Boîte de Pandore pour les uns, gage de stabilité économique pour les autres, le Fcfa verra ainsi sa dénomination changer pour céder lieu et place à l'Eco, dans l’objectif, antérieurement avancé par le président français Emmanuel Macron, de "rompre les amarres" avec les oripeaux du passé colonial et écrire une page nouvelle du partenariat "décomplexé" avec l’Afrique.
L'accord de coopération régissant ce changement et remplaçant celui du 4 décembre 1973, a été signé fin 2019 entre la France et l'UMOA (Bénin, Burkina Faso, Côte d’Ivoire, Guinée-Bissau, Mali, Niger, Sénégal et Togo) à l’occasion d’une visite d'Emmanuel Macron à Abidjan.
Selon le gouvernement français, il s'agit d'une "réforme ambitieuse" des relations entretenues par l'UMOA avec la France pour le fonctionnement de son Union monétaire.
Revendication de longue date de nombre d’intellectuels et d’économistes ouest-africains, cette "rupture", comme décrite par Emmanuel Macron, est d’autant plus cruciale qu’elle touche à trois points de grande importance.
En premier lieu, le Fcfa va devenir l’Eco, soit l'appellation retenue pour la future monnaie unique du bloc des 15 pays de la Communauté économique des Etats d’Afrique de l’Ouest (CEDEAO).
Encore faut-il rappeler que lorsqu'il a vu le jour au milieu des années 1940, le Fcfa signifiait tout bonnement "franc des colonies françaises d’Afrique". Dans la foulée des indépendances dans la région, l’acronyme avait évolué pour signifier "franc de la Communauté financière africaine".
Pour autant, le legs historique faisait que ce sobriquet désormais euphémique demeure désagréablement appréhendé en Afrique de l'Ouest comme une marque des relents post-coloniaux.

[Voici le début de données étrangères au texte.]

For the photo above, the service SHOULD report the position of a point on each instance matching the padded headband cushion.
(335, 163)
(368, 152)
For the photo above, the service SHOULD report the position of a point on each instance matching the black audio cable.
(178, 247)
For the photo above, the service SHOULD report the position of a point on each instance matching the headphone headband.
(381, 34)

Deuxième réforme et pas des moindres. La Banque centrale des Etats d’Afrique de l’Ouest (BCEAO) ne se trouvera plus obligée de verser la moitié de ses réserves de change auprès de la Banque de France. Une émancipation de taille de l'avis de plusieurs voix anti-Fcfa.

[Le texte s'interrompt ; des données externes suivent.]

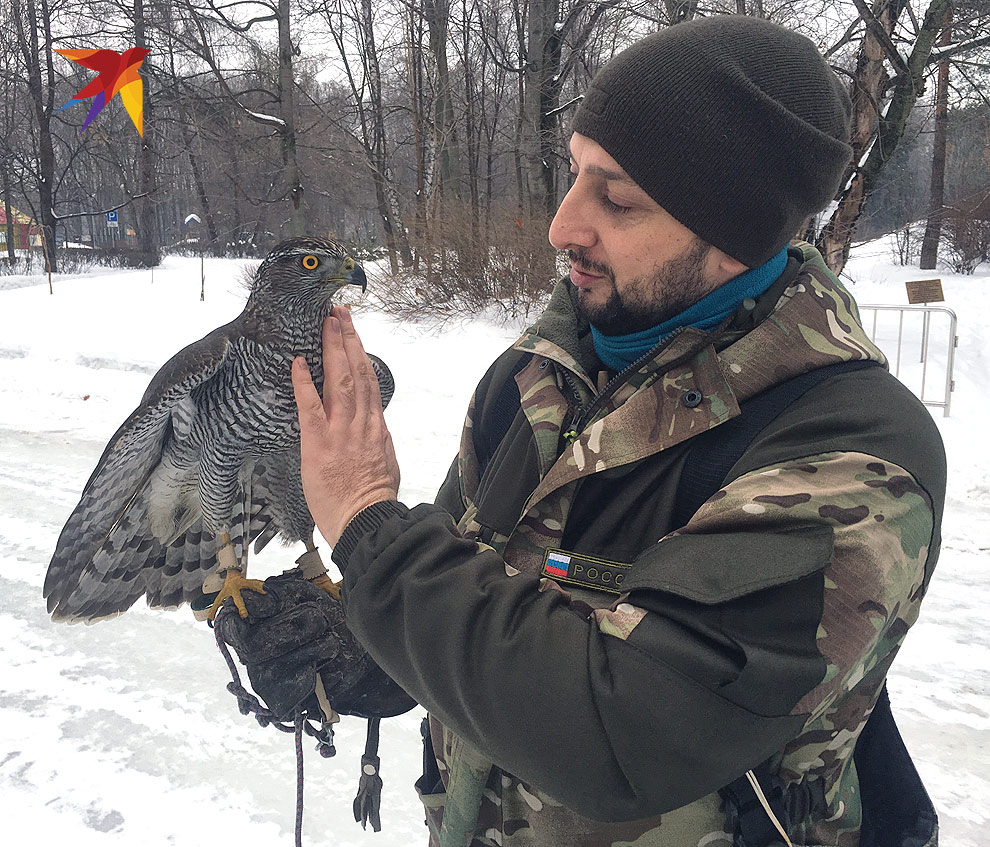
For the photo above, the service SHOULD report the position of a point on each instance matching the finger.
(357, 359)
(338, 381)
(309, 406)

La BCEAO "n’aura à l’avenir plus d’obligation particulière concernant le placement de ses réserves de change". Elle sera libre de placer ses avoirs dans les actifs de son choix”, pour citer la présidence française.
Troisième changement annoncé. Paris va abandonner son siège au sein des instances de gouvernance de l’Union monétaire ouest africaine (UMOA) où elle prenait ses quartiers.
"La France ne nommera plus aucun représentant au Conseil d'administration et au Comité de politique monétaire de la BCEAO, ni à la Commission bancaire de l’UMOA", avait assuré l'Elysée en affirmant qu'il s’agit, de la sorte, de "désamorcer les critiques" selon lesquelles la France continuait de dicter ses décisions dans ces instances via ses représentants.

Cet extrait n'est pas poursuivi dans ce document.